Almost Locked Candidates

Advanced methods and approaches for solving Sudoku puzzles

Almost Locked Candidates

Postby Mike Barker » Tue Jul 11, 2006 3:18 am

RW used the following technique to solve one of the puzzles in the effortless extreme thread. Havard suggested that I post the approach on the advanced solving techniques so that others might see it.
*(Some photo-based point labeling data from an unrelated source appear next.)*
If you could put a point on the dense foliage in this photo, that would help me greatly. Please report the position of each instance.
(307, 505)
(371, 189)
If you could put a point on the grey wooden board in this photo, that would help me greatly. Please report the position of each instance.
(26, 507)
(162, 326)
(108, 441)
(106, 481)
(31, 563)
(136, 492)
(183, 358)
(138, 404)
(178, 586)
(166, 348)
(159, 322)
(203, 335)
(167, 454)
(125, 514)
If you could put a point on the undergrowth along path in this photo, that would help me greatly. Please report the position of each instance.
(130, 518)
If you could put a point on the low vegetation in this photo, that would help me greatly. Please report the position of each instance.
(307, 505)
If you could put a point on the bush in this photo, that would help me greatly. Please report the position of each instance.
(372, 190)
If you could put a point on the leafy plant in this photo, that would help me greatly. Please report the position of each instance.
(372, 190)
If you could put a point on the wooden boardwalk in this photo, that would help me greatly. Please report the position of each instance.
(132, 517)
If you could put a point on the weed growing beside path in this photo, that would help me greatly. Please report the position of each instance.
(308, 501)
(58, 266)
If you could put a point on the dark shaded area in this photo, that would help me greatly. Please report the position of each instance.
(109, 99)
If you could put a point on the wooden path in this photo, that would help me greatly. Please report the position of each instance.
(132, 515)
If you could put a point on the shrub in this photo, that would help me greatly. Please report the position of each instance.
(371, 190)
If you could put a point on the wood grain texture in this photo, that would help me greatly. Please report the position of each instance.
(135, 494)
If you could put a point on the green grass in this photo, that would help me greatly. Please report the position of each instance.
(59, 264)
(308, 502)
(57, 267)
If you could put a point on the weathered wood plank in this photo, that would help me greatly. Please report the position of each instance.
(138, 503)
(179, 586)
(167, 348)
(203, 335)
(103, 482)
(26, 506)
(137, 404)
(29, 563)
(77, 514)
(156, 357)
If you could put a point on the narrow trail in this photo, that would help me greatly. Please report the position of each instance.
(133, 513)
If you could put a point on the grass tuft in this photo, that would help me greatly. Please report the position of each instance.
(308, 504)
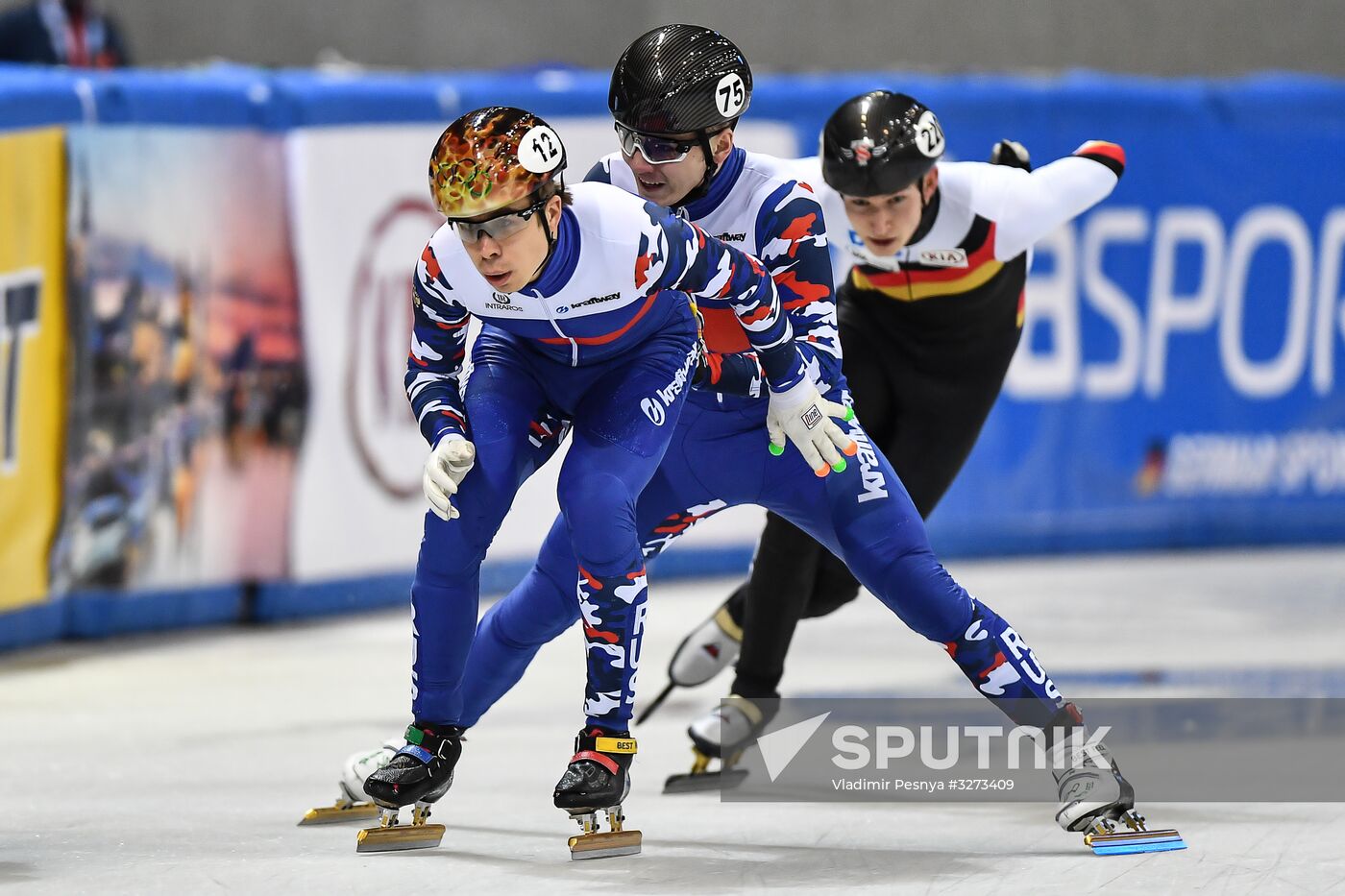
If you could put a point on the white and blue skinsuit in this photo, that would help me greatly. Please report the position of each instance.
(719, 458)
(604, 338)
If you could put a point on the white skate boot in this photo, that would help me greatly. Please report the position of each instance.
(1093, 798)
(721, 734)
(705, 653)
(352, 805)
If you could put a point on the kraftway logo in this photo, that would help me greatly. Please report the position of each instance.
(854, 752)
(654, 405)
(595, 301)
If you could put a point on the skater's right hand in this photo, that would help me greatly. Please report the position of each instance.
(448, 463)
(803, 416)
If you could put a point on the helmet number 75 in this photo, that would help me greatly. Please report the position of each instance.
(730, 94)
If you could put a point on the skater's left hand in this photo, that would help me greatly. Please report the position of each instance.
(451, 460)
(803, 416)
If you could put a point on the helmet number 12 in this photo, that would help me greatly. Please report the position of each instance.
(540, 150)
(730, 96)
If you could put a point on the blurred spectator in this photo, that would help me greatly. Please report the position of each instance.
(62, 33)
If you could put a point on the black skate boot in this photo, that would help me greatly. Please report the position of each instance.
(1095, 798)
(721, 734)
(420, 772)
(599, 778)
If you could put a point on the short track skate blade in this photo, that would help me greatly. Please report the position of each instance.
(605, 845)
(702, 782)
(339, 812)
(386, 839)
(1134, 841)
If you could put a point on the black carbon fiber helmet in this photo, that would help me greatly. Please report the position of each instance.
(679, 78)
(878, 143)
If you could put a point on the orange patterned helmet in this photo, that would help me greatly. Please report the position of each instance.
(490, 159)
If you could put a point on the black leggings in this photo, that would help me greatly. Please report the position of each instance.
(923, 402)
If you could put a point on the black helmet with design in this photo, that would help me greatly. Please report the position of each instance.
(679, 78)
(878, 143)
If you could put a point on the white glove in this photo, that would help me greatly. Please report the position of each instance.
(448, 463)
(363, 764)
(803, 416)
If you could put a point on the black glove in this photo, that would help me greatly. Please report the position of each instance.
(1009, 153)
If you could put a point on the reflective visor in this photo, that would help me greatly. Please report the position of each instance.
(656, 151)
(500, 227)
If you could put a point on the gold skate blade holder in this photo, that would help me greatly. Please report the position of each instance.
(392, 837)
(1105, 839)
(342, 811)
(605, 845)
(699, 779)
(594, 844)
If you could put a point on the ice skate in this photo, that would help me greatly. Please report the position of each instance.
(721, 734)
(705, 653)
(1095, 799)
(599, 779)
(352, 805)
(420, 772)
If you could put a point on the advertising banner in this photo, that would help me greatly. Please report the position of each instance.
(187, 396)
(33, 358)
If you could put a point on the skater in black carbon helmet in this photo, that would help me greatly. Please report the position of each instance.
(930, 316)
(676, 89)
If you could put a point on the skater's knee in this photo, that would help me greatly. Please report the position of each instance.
(923, 594)
(537, 611)
(600, 514)
(830, 596)
(592, 492)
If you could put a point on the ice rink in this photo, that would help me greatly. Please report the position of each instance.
(181, 763)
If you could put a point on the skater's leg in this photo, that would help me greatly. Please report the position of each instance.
(501, 401)
(515, 627)
(614, 455)
(779, 590)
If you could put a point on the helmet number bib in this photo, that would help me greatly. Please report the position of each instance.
(928, 134)
(540, 150)
(730, 96)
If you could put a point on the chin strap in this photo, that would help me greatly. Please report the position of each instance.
(710, 170)
(550, 245)
(928, 211)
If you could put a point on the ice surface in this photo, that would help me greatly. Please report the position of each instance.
(177, 763)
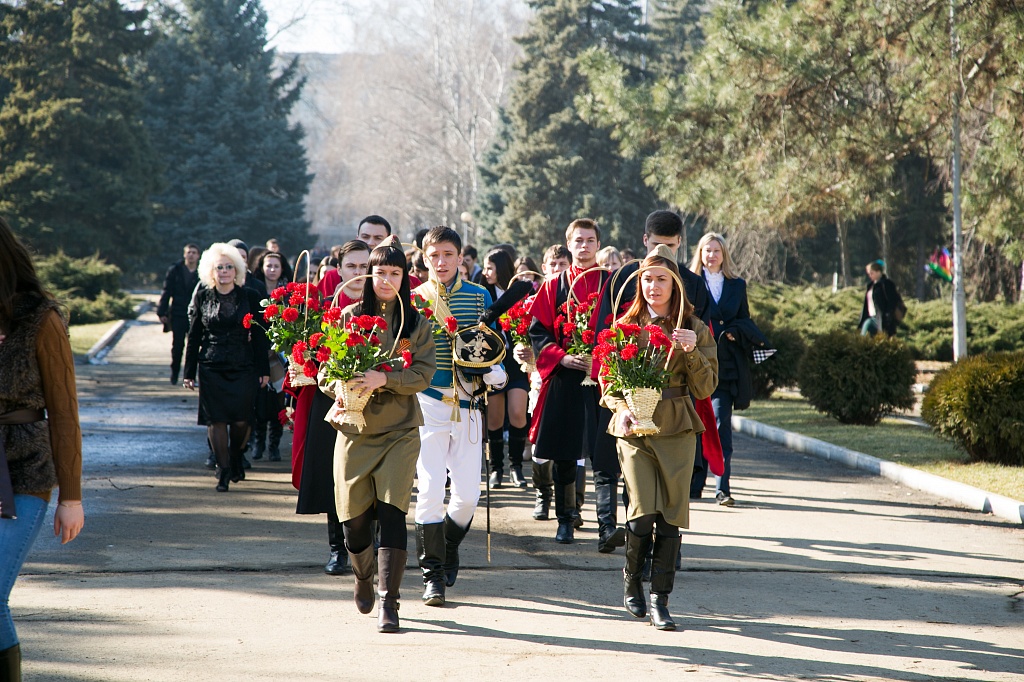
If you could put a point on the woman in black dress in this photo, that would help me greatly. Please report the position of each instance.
(228, 354)
(498, 272)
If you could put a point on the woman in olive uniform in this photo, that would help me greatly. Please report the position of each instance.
(374, 466)
(656, 468)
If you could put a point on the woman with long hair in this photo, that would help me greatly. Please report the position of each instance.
(313, 440)
(38, 451)
(228, 355)
(513, 399)
(656, 468)
(727, 304)
(374, 467)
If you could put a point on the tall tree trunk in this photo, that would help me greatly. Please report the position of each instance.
(842, 238)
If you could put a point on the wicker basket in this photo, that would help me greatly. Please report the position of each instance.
(642, 402)
(527, 368)
(299, 377)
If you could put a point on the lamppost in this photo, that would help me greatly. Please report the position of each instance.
(467, 220)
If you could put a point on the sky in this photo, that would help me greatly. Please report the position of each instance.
(310, 26)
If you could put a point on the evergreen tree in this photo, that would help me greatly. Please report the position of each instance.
(217, 109)
(552, 166)
(76, 167)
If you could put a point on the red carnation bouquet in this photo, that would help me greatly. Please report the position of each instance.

The approach takes advantage of a sparsely populated box combined with a bivalue cell (or an ALS in the more general form) so it is fairly easy to spot. The puzzle is
Code: Select all
.4..9...76.85....2..5....8....2..7..41..36........1.3.2..3...1.9...4.........9.2.
+---------------------+-------------------+--------------------+
|    13      4      2 |   168      9   38 |   1356   56      7 |
|     6    379      8 |     5     17  347 |   1349   49      2 |
|   137    379      5 |  1467      2  347 |  13469    8   3469 |
+---------------------+-------------------+--------------------+
|  *358  *3568    369 |     2    #58 -458 |      7  469      1 |
|     4      1     79 |   789      3    6 |      2   59    589 |
|  -578      2    679 |  4789    578    1 |   4689    3   4689 |
+---------------------+-------------------+--------------------+
|     2   5678    467 |     3   5678  578 |  45689    1  45689 |
|     9   3568    136 |    18      4    2 |   3568    7   3568 |
|  3578  35678  13467 |   178  15678    9 |  34568    2  34568 |
+---------------------+-------------------+--------------------+



Row 4, box 3 are almost locked candidates for both 5 and 8 except for the values located in r6c1. Because of the bivalue ("58") in r4c5 no other cells in the row besides the bivalue or those of the almost locked candidates may contain "5" or "8" (if so then r6c1 must contain both). Likewise r6c1 must contain "5" or "8" (if not then r4c5 is empty).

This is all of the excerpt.